KPIs are born out of these patterns as well. As organizations begin shifting left, they should also then start tracking these trends and setting targets to make incremental improvements. For the communications platform company I referenced earlier, one of the KPIs we’re tracking is the number of issues that can be found at the design level, but split out by issues that can be easily remediated, like color contrast, for example. Other issues may require redesign, having to go back to the drawing board.

Interestingly, sometimes a usability issue rather than an accessibility conformance issue forces a component back to redesign. This underscores the need to shift left and use inclusive design principles that incorporate users with disabilities early in SDLC. Again, by catching this early on, you eliminate a lot of potential pain later on when developers start to implement.

Auditing the design system makes economic sense

The cost of not being accessible is significant. And, much — if not all — of this pain begins in a design system that is not tuned for accessibility.
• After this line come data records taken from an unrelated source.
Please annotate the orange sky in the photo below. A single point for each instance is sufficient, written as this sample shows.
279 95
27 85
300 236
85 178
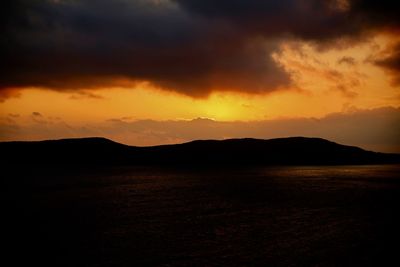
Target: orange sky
322 85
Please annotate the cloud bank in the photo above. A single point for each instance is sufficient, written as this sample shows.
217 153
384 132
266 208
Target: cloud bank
187 46
376 129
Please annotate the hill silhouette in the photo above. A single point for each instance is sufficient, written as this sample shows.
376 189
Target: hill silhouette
280 151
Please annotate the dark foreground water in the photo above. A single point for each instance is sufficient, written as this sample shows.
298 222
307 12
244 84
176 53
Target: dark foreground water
273 216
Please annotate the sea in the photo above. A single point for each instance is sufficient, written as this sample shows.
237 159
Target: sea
197 216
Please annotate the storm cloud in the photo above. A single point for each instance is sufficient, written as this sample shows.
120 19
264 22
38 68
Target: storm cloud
187 46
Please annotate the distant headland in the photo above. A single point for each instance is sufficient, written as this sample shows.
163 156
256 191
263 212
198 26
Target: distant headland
234 152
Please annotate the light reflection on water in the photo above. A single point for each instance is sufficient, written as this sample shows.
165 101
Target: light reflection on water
276 216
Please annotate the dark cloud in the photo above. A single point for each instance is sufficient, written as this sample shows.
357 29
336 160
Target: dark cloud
36 114
347 60
192 47
391 63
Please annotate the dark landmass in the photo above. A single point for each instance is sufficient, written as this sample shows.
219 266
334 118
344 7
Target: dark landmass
93 202
281 151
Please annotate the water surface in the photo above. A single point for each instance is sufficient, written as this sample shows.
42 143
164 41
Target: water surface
272 216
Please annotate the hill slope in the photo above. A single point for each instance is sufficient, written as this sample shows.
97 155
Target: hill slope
281 151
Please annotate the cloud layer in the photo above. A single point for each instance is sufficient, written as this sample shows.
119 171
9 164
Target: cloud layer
188 46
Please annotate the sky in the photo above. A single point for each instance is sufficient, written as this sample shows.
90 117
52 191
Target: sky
150 72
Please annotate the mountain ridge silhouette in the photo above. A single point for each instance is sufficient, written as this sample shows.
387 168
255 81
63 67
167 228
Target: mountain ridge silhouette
245 151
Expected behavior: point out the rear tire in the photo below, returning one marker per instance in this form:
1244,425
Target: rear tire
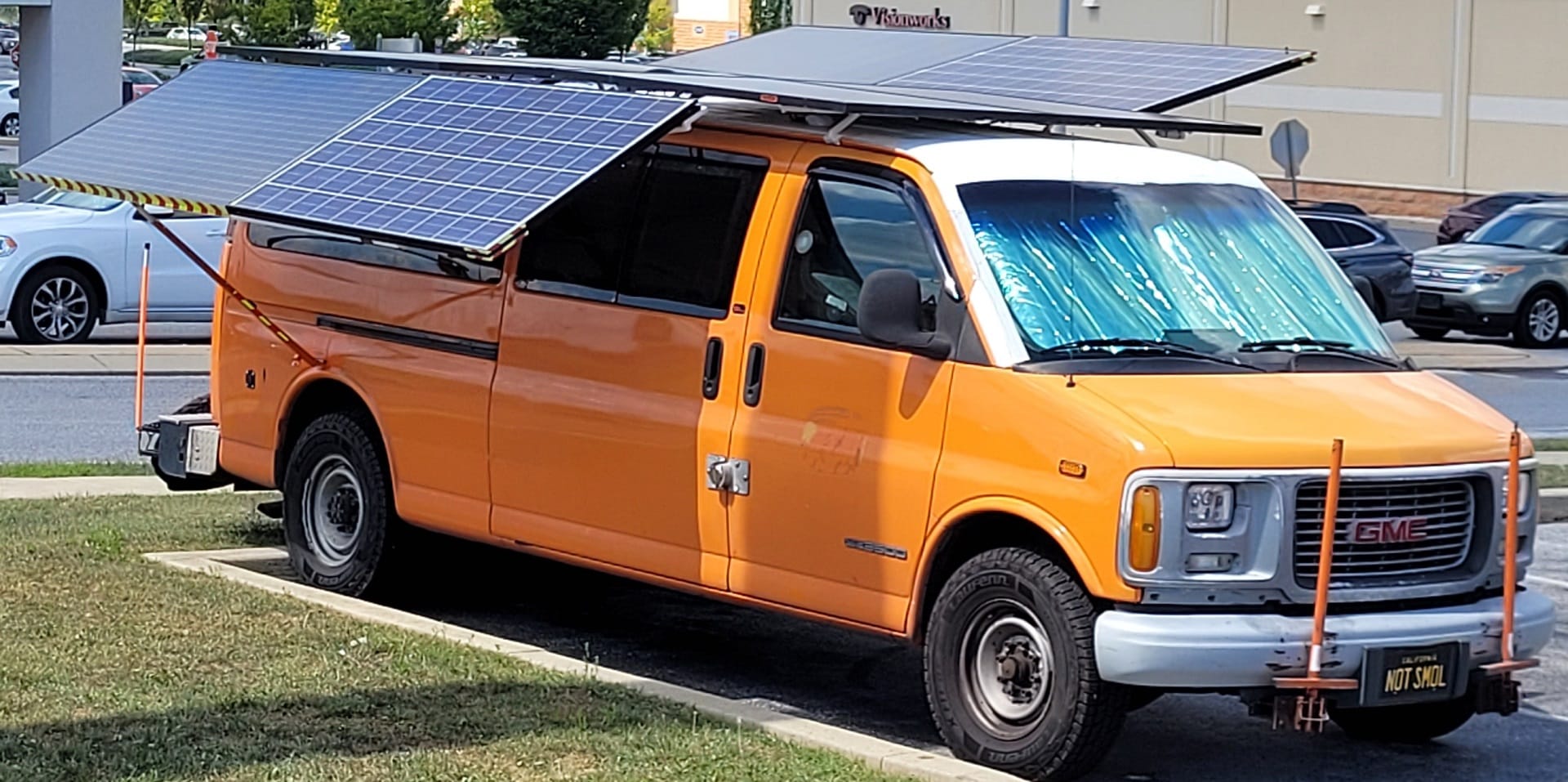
339,517
1539,320
1010,669
1407,724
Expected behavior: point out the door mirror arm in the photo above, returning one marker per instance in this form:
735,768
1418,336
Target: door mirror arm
889,315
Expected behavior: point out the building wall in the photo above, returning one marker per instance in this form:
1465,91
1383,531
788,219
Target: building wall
1411,104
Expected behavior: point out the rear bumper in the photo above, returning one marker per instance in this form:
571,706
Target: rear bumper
1249,650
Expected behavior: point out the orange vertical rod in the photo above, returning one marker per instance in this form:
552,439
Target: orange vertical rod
141,332
1325,556
1510,545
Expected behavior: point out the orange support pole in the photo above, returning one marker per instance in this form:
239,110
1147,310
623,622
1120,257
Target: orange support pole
1510,547
141,332
1325,558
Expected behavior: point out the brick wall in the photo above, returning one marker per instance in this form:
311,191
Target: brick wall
1377,200
687,37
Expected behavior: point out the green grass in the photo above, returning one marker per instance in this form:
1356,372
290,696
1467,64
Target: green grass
118,668
74,468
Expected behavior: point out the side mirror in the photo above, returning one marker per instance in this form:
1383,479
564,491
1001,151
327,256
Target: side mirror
889,315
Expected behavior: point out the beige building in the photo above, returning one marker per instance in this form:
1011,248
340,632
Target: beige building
1411,104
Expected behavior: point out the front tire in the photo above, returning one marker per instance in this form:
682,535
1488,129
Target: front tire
1407,724
337,506
1540,320
1010,669
56,305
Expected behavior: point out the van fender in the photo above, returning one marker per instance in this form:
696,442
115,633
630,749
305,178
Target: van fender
1082,564
303,381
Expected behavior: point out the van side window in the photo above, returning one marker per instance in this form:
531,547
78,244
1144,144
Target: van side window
693,225
661,231
356,250
844,233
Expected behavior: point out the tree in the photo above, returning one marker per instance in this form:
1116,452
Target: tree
768,15
190,11
368,20
587,29
659,35
477,20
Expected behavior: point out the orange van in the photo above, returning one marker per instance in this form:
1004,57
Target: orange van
1058,410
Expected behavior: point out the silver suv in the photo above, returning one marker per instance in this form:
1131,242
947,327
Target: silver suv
1510,277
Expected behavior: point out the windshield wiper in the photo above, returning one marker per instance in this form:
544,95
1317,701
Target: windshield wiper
1329,346
1140,346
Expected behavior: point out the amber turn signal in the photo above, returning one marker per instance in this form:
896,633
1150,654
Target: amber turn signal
1143,547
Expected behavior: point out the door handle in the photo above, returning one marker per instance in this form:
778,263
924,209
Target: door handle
710,366
753,390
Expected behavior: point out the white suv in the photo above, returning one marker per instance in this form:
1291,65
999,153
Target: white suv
69,261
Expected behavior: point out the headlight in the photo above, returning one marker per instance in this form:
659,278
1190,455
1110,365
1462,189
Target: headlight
1496,272
1209,507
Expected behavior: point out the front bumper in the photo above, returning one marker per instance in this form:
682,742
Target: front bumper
1249,650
It’s good to know what the actual causes are behind remediating issues, as it takes a lot of resources. For example, in a WCAG audit, it’s not uncommon to find 200-300 bugs. All this information has to be groomed and digested by a product manager and put into the backlog. They must prioritize what goes in sprint one, sprint two, etc. Velocity suffers when all of this is taking place, as your team is pulled away from working on new features. And this is assuming that engineering made the mistake! Many of these issues go back to design, such as a contrast issue where engineers are just implementing what they got from design.

No matter where the blame lies, the fact is, you’re losing time.